MAX1441 delivers the most integrated capacitive sensing solution

The MAX1441 provides a complete proximity/touch sensor solution in a single IC. The device combines high-sensitivity detection circuits with an embedded MAXQ microcontroller, power and protection functions, and interface I/O. This integrated solution only requires five passive components to complete the capacitive sensing circuit. In contrast, the nearest competitive IC requires 16 passive components, as well as a costly high-voltage LDO regulator. Using Maxim's solution, system designers will save substantial board space and reduce solution cost by at least 30%.

In addition to these savings, the MAX1411 delivers better sensing performance and greater flexibility to customize system functions.
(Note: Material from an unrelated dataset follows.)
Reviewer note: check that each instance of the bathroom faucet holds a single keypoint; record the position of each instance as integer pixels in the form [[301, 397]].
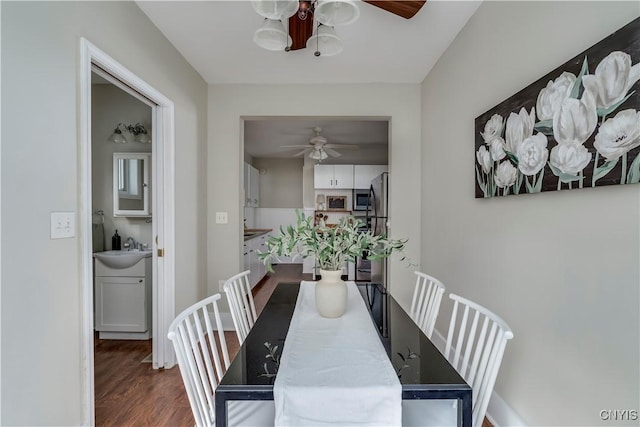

End users will benefit from its longer range proximity sensing, immunity to rain and environmental variations, and reliable detection of gloved hands.

Meanwhile, system designers will appreciate the sophistication of Maxim's solution. Unique features include an active guard architecture to shield the sense electrodes from unwanted sources without adding parasitic capacitance; spread-spectrum modulation to reduce electromagnetic emissions and susceptibility; and ample memory resources to enable user-defined signal processing and discrimination algorithms for optimal system performance. Altogether, these capabilities give designers the most advanced capacitive sensing solution available on the market.